The rain that has followed us all through December and January has continued into February, accompanied by quick flashy storms, ominous cloud formations and brief periods of sunniness. You can see people marvelling at the patches of illuminating warmth as they mouth to each other: Enjoy it while it lasts!
One thing the storms have made me realise is that I love stormy colours. The dusky pinks and gleaming greens look even more vibrant, mixed with the deep purples and blues above. Everything looks sort of richer against these moody daytime skies. But while these dark and brooding, Rochester days are romantic and stirring, it often takes the shafts of pure light to lift me out of their darker realms. I too easily sink into the lulling gloominess and find my energy levels reacting accordingly. What I'm trying to say is that, when it's rainy, I find it hard to get much done!

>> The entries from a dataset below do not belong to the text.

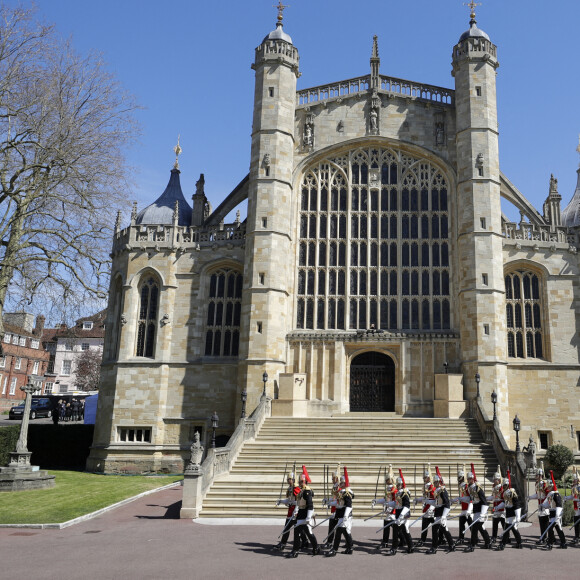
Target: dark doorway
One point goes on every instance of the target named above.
(372, 383)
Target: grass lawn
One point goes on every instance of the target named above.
(75, 494)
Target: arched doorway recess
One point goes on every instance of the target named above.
(372, 383)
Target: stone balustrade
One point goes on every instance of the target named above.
(389, 85)
(174, 237)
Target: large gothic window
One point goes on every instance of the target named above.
(374, 243)
(224, 307)
(148, 314)
(524, 314)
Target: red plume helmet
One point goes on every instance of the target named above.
(553, 481)
(401, 474)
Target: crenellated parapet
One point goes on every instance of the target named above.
(178, 238)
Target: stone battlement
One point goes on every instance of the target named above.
(389, 85)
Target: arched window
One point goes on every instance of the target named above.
(148, 314)
(397, 244)
(222, 336)
(525, 337)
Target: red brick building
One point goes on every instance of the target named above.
(23, 354)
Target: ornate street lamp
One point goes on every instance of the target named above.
(215, 422)
(517, 430)
(244, 397)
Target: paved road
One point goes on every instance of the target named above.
(145, 540)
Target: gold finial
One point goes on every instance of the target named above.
(281, 7)
(178, 151)
(472, 5)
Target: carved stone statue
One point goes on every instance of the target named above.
(196, 450)
(530, 449)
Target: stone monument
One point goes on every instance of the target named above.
(19, 474)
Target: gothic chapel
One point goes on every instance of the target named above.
(374, 265)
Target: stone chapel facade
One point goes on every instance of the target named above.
(374, 258)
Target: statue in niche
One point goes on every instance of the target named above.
(196, 451)
(374, 121)
(530, 450)
(308, 135)
(199, 185)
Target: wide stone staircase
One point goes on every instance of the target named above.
(362, 442)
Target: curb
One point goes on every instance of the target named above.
(92, 514)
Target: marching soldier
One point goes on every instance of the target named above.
(344, 515)
(540, 495)
(554, 503)
(442, 509)
(402, 511)
(480, 507)
(428, 505)
(329, 502)
(511, 503)
(497, 499)
(304, 516)
(575, 497)
(291, 494)
(466, 505)
(389, 502)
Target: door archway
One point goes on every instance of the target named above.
(372, 383)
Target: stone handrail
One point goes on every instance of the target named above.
(493, 435)
(220, 459)
(389, 85)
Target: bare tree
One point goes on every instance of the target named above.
(88, 370)
(64, 122)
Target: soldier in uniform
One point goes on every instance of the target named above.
(575, 497)
(428, 505)
(540, 495)
(291, 494)
(498, 513)
(466, 505)
(402, 511)
(304, 516)
(442, 509)
(329, 502)
(480, 507)
(513, 510)
(343, 504)
(389, 502)
(554, 503)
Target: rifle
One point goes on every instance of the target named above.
(282, 486)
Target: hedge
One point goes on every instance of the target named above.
(52, 446)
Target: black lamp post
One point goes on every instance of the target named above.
(517, 430)
(244, 397)
(215, 421)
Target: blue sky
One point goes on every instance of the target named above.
(188, 64)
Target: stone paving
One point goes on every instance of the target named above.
(146, 540)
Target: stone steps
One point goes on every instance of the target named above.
(362, 443)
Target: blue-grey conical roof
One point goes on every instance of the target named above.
(571, 215)
(160, 212)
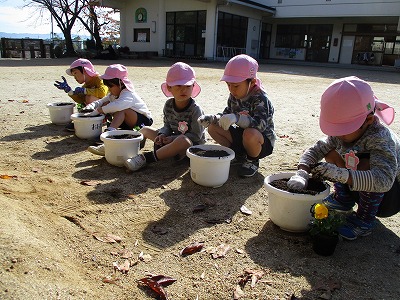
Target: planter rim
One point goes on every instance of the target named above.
(302, 197)
(57, 104)
(230, 156)
(105, 135)
(77, 116)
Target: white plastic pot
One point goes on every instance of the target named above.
(117, 150)
(290, 211)
(60, 112)
(87, 127)
(210, 171)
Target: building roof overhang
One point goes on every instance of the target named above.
(252, 4)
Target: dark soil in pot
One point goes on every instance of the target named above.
(314, 186)
(83, 116)
(122, 136)
(208, 153)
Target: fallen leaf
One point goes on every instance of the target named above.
(159, 230)
(163, 280)
(199, 208)
(245, 210)
(156, 283)
(111, 280)
(250, 275)
(114, 237)
(125, 253)
(192, 248)
(238, 293)
(124, 268)
(145, 257)
(109, 238)
(89, 182)
(220, 251)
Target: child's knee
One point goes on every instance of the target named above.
(334, 157)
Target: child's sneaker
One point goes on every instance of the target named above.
(248, 168)
(333, 204)
(238, 160)
(135, 163)
(98, 150)
(355, 228)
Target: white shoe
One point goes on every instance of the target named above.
(98, 150)
(135, 163)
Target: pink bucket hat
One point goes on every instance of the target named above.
(346, 103)
(240, 68)
(181, 74)
(118, 71)
(84, 63)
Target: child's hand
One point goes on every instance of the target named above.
(206, 120)
(298, 181)
(79, 90)
(166, 140)
(158, 140)
(227, 120)
(330, 172)
(63, 85)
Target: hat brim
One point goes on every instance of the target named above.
(339, 129)
(195, 92)
(91, 73)
(384, 112)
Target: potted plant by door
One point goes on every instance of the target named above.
(324, 229)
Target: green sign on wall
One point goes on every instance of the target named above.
(141, 15)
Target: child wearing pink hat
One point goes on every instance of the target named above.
(122, 102)
(91, 90)
(246, 124)
(362, 156)
(181, 129)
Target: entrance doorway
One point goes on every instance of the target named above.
(265, 42)
(185, 34)
(318, 40)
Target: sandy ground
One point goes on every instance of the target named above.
(48, 214)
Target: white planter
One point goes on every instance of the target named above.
(117, 150)
(290, 211)
(87, 127)
(60, 112)
(210, 171)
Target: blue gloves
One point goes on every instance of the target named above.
(79, 90)
(206, 120)
(63, 85)
(227, 120)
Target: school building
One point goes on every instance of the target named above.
(334, 31)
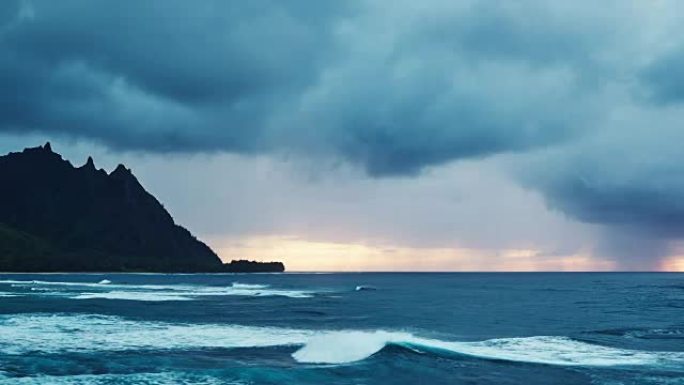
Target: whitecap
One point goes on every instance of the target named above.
(134, 296)
(20, 334)
(84, 290)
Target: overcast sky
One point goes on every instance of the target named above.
(369, 135)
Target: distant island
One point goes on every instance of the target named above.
(55, 217)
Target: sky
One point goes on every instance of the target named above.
(434, 135)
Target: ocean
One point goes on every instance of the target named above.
(364, 328)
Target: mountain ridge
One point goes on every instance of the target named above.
(58, 217)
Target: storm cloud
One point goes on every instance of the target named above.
(390, 89)
(586, 98)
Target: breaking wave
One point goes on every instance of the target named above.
(105, 289)
(20, 334)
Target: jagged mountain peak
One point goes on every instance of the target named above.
(86, 223)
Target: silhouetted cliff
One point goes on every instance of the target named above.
(57, 217)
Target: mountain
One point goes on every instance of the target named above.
(57, 217)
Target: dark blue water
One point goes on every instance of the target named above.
(342, 329)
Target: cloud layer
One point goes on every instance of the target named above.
(588, 98)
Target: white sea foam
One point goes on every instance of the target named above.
(109, 379)
(134, 296)
(20, 334)
(89, 290)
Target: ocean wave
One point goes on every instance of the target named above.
(118, 379)
(105, 289)
(20, 334)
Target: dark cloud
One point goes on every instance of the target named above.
(390, 89)
(664, 78)
(393, 89)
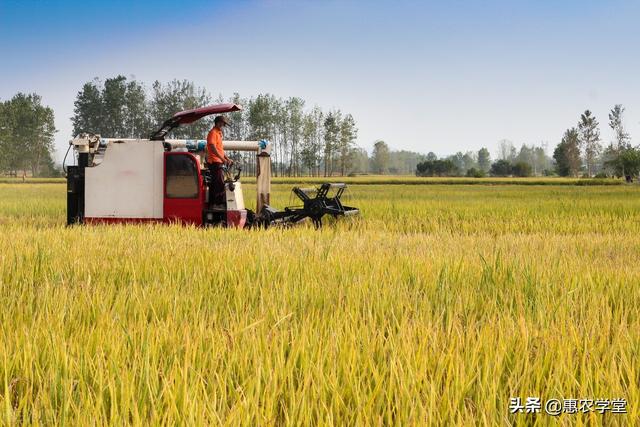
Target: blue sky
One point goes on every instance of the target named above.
(425, 76)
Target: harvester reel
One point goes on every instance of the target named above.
(316, 203)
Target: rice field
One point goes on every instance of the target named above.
(435, 307)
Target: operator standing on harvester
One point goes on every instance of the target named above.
(216, 159)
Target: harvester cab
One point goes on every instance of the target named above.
(163, 180)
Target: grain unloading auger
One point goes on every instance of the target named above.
(163, 180)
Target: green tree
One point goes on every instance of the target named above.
(331, 139)
(501, 167)
(589, 140)
(484, 159)
(380, 157)
(522, 169)
(567, 154)
(346, 141)
(137, 121)
(113, 107)
(88, 110)
(622, 138)
(27, 130)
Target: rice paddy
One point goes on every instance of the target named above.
(435, 307)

But once the bursts of sunlight appear: WHOOSH! I am transformed. I'm like a buzzing bee and almost as purposeful. I attack the ever-growing mouldering loads of washing and race to hang them out in the warming air to dry. But I don't rest there, I'm also combing through boxes of 'stuff' that have appeared in our back room following the rearranging of our kids' rooms and the arrival of bunk beds.
One of my children is a hoarder. She gets it from me. I'd always had a rather romanticised view of 'ending up' in a house full of books, magazines and newspapers piled from floor to ceiling. I think I was well on the way to achieving my goal. Then I saw the television show called "Hoarders" (http://www.aetv.com/hoarders) and suddenly ending up that way didn't seem so much fun. The show is shocking and the personal devastation hoarding causes to the people profiled is hard to describe in its awfulness.
My daughter's piles of 'stuff' had been accumulating and it was time to break the cycle.
As she agonised over every piece of paper (one to throw out, thirty-five to keep) I realised that this was a job for me alone. My husband found this hilariously ironic. I've tried to see the humour in it too. And am still trying.
So I'm more than grateful for the rare sunny day we had today. It spurred me on to restore our house (and sanity). I've promised myself/and the hoarder that we won't let it get as bad again (and if we start to slip up, my husband has promised to buy us the DVD set of HOARDERS for Christmas).